In the 2019 lawsuit filed in the Chancery Division of the Circuit Court, COPA Administrator Andrea Kersten moved to shield herself from being deposed by FOP attorneys, but on March 1, Judge Michael T. Mullen dismissed her motion, and ordered her deposition to take place by April 17.

The police have long contended that COPA investigations into police-involved shootings are not only unlawful but the outcomes weighted unfairly against them.


Kersten's deposition has been ordered.

Bob Bartlett, former Chair of the Legal Defense Committee at the FOP, told Chicago City Wire that “early on I came to realize COPA doesn't have the legal authority or possess the necessary training and skills to investigate these shootings.”

“I suspect an investigation into COPA will show a pattern of bias in which they steer investigations to a predetermined outcome."

The lawsuit charges that the COPA investigations violate the “Police and Community Relations Improvement Act.”

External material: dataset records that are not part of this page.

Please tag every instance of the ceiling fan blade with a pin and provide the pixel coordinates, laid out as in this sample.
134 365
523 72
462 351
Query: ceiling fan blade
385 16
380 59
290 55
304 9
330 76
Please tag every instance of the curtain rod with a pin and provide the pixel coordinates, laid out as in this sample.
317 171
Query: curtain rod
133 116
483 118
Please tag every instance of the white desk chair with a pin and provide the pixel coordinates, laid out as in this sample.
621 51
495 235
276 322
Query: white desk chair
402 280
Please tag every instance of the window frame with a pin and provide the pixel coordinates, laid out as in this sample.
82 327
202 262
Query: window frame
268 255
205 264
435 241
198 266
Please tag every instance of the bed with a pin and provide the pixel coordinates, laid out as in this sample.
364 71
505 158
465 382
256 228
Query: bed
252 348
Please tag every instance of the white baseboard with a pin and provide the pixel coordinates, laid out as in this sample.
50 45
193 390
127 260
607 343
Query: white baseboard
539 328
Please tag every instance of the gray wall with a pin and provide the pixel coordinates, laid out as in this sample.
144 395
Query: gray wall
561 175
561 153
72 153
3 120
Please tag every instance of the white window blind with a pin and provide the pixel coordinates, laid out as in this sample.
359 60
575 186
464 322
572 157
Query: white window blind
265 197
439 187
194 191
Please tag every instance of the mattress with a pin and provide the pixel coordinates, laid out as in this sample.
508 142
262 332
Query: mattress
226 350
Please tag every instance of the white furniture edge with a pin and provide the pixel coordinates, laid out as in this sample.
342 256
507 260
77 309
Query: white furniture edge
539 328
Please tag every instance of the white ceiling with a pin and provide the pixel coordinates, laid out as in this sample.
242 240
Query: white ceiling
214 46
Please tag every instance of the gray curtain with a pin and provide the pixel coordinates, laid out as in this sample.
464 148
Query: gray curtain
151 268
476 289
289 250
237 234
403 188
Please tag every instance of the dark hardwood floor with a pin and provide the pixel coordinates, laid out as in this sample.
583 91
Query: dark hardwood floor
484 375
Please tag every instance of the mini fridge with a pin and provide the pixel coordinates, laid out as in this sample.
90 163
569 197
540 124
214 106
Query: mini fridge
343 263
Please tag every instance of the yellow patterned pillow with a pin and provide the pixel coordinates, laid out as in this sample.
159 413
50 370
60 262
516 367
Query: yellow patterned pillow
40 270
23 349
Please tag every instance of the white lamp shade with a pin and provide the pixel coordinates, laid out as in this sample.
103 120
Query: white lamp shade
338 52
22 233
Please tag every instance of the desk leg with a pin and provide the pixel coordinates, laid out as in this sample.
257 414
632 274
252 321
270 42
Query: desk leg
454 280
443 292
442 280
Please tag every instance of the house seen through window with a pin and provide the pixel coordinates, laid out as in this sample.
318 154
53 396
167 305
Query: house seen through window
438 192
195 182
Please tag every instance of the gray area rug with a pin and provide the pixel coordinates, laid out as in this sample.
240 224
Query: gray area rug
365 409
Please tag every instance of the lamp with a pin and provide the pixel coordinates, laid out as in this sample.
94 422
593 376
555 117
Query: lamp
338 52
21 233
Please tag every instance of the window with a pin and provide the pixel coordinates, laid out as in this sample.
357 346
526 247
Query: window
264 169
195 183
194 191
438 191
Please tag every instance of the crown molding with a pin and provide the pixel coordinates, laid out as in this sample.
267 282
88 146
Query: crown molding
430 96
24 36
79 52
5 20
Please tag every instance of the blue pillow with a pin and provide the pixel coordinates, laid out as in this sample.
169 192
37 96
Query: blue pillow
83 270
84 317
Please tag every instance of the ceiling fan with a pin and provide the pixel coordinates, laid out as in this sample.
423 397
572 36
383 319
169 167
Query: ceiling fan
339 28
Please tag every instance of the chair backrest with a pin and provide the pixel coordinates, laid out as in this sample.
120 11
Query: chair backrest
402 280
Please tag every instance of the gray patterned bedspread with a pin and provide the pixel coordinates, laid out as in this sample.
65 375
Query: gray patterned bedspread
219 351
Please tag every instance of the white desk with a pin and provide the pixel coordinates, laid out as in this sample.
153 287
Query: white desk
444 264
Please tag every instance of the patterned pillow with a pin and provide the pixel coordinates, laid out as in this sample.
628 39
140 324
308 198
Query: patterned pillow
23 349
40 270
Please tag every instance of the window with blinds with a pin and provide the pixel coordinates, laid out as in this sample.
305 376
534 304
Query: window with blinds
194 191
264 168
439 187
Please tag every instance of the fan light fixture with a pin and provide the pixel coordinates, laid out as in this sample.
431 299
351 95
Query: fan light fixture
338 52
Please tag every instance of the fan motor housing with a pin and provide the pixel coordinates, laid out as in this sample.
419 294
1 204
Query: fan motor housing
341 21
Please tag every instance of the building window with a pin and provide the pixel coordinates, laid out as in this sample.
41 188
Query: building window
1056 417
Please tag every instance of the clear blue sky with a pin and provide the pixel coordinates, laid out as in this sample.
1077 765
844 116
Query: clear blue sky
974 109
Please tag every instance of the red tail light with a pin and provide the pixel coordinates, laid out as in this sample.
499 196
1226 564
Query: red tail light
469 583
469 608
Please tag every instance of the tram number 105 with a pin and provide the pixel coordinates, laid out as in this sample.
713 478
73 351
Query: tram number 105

In the case, FOP attorneys cite the opinion of Brent Fischer, former Executive Director of the Illinois Law Enforcement Training and Standards Board, who in a 2018 letter to the FOP wrote: “Because COPA employees are not police officers…and are not primarily responsible for the prevention and detection of crime, they are not ‘law enforcement officers’ and are therefore ineligible to serve as lead investigators in death and homicide investigations.”